Each instruction is broken down into its own line, and the control logic of the directions has been broken down into control structures. Without control structures, a program would just be a series of instructions executed in sequential order. But our driving directions weren't that simple. They included statements like, "Continue on Main until you see a church on your right" and "If the street is blocked because of construction …." These are known as control structures, and they change the flow of the program's execution from a simple sequential order to a more complex and more useful flow.

In addition, the instructions to turn the car are much more complicated than just "Turn right on 16th street." Turning the car might involve locating the correct street, slowing down, turning on the blinker, turning the steering wheel, and finally speeding back up to the speed of traffic on the new street. Because many of these actions are the same for any street, they can be put into a function. A function takes in a set of arguments as input, processes its own set of instructions based on the input, and then returns back to where it was originally called. A turning function in pseudo-code might look something like this:

Function Turn(the_direction, the_street)
{
   locate the_street;
   slow down;
   if(the_direction == right)
   {
      turn on the right blinker;
      turn the steering wheel to the right;
   }
   else
   {
      turn on the left blinker;
      turn the steering wheel to the left;
   }
   speed back up
}

By using this function repeatedly, the car can be turned on any street, in any direction, without having to write out every little instruction each time. The important thing to remember about functions is that when they are called the program execution actually jumps over to a different place to execute the function and then returns back to where it left off after the function finishes executing.

One final important point about functions is that each function has its own context. This means that the local variables found within each function are unique to that function. Each function has its own context, or environment, which it executes within. The core of the program is a function, itself, with its own context, and as each function is called from this main function, a new context for the called function is created within the main function. If the called function calls another function, a new context for that function is created within the previous function's context, and so on. This layering of functional contexts allows each function to be somewhat atomic.

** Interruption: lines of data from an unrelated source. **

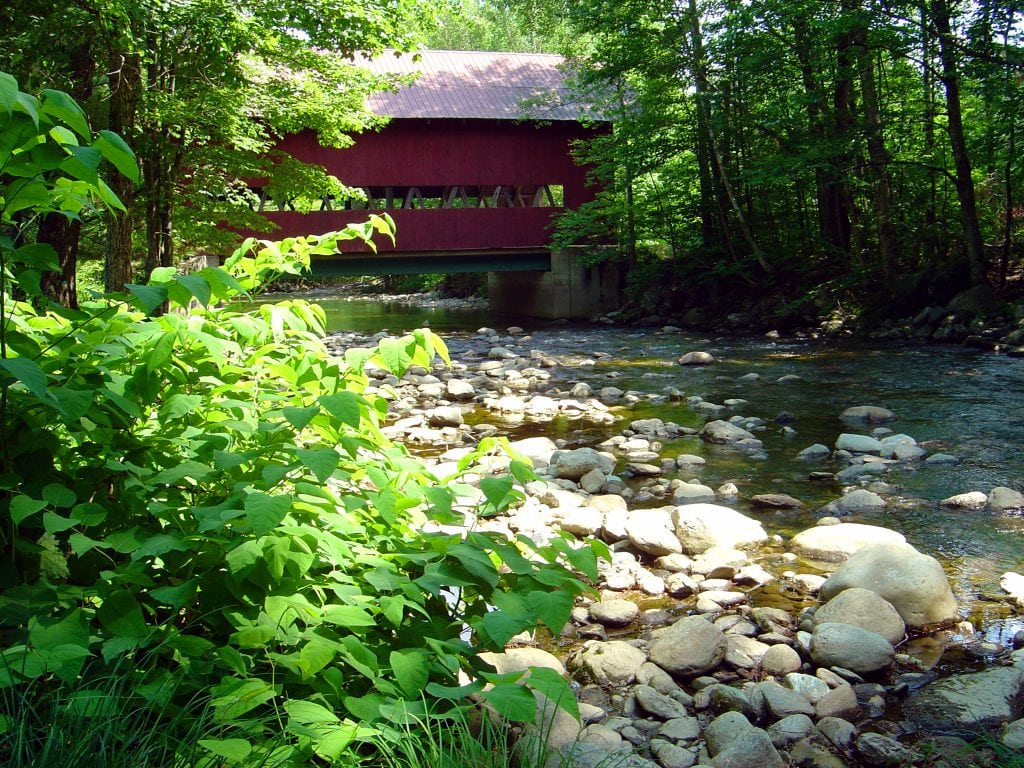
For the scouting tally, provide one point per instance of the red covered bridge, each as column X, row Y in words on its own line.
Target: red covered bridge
column 473, row 165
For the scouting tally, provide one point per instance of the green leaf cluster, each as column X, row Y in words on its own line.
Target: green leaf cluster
column 192, row 479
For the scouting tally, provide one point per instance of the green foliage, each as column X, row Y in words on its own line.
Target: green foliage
column 200, row 484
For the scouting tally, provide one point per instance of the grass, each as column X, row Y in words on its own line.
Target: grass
column 107, row 723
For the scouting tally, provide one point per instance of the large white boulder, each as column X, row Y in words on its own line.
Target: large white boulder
column 700, row 526
column 837, row 543
column 913, row 583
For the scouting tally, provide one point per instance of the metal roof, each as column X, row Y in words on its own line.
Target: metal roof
column 481, row 85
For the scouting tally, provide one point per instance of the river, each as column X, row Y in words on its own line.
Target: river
column 953, row 399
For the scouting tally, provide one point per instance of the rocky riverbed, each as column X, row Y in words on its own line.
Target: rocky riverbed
column 718, row 637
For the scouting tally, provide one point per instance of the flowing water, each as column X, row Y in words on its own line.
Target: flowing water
column 955, row 400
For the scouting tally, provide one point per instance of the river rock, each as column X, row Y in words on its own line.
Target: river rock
column 538, row 450
column 574, row 464
column 865, row 609
column 913, row 583
column 814, row 453
column 1001, row 500
column 850, row 647
column 876, row 749
column 752, row 749
column 614, row 612
column 554, row 725
column 1013, row 584
column 689, row 647
column 696, row 358
column 611, row 664
column 1013, row 736
column 859, row 501
column 691, row 493
column 868, row 414
column 725, row 729
column 837, row 543
column 775, row 501
column 651, row 530
column 812, row 688
column 780, row 659
column 700, row 526
column 459, row 389
column 858, row 443
column 839, row 702
column 658, row 705
column 974, row 500
column 770, row 700
column 790, row 729
column 723, row 432
column 968, row 705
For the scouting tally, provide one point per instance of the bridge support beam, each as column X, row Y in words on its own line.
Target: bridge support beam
column 568, row 291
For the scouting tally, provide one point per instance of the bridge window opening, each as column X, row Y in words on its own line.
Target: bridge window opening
column 419, row 198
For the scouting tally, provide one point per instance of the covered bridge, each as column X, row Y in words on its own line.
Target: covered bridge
column 473, row 164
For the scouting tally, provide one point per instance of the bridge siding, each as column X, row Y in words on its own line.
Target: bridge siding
column 442, row 153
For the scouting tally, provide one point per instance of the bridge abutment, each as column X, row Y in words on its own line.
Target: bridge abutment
column 568, row 291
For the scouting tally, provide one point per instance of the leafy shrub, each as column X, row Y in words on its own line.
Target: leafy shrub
column 208, row 489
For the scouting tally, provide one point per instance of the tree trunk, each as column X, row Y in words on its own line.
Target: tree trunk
column 879, row 159
column 64, row 235
column 126, row 84
column 834, row 218
column 54, row 228
column 930, row 241
column 962, row 162
column 720, row 175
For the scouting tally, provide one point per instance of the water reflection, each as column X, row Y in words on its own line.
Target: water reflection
column 957, row 400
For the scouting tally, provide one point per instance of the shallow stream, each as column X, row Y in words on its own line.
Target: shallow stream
column 952, row 399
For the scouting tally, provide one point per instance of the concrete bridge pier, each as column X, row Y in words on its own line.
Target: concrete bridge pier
column 568, row 291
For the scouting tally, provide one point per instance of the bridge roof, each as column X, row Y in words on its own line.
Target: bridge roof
column 480, row 85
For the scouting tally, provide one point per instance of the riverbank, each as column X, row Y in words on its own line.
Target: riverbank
column 708, row 562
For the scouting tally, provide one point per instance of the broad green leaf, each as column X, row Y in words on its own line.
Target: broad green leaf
column 309, row 713
column 344, row 407
column 314, row 655
column 321, row 462
column 161, row 350
column 552, row 607
column 190, row 645
column 179, row 404
column 439, row 691
column 512, row 701
column 178, row 596
column 30, row 374
column 265, row 512
column 23, row 507
column 235, row 697
column 60, row 105
column 72, row 403
column 26, row 193
column 8, row 92
column 549, row 683
column 396, row 354
column 300, row 417
column 348, row 615
column 148, row 297
column 501, row 627
column 190, row 469
column 232, row 750
column 54, row 523
column 476, row 562
column 412, row 671
column 59, row 496
column 197, row 286
column 118, row 154
column 122, row 615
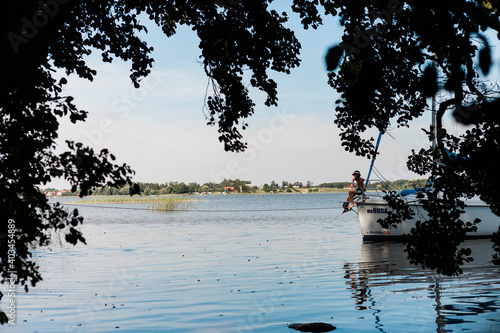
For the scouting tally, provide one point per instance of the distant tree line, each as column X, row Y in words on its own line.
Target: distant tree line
column 174, row 187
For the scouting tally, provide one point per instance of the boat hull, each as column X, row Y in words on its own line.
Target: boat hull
column 370, row 210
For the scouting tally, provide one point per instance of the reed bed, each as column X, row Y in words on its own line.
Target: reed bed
column 157, row 204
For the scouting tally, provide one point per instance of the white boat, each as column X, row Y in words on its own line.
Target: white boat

The control structures and functional concepts found in pseudo-code are also found in many different programming languages. Pseudo-code can look like anything, but the preceding pseudo-code was written to resemble the C programming language. This resemblance is useful, because C is a very common programming language. In fact, the majority of Linux and other modern implementations of Unix operating systems are written in C. Because Linux is an open source operating system with easy access to compilers, assemblers, and debuggers, this makes it an excellent platform to learn from. For the purposes of this book, the assumption will be made that all operations are occurring on an x86-based processor running Linux.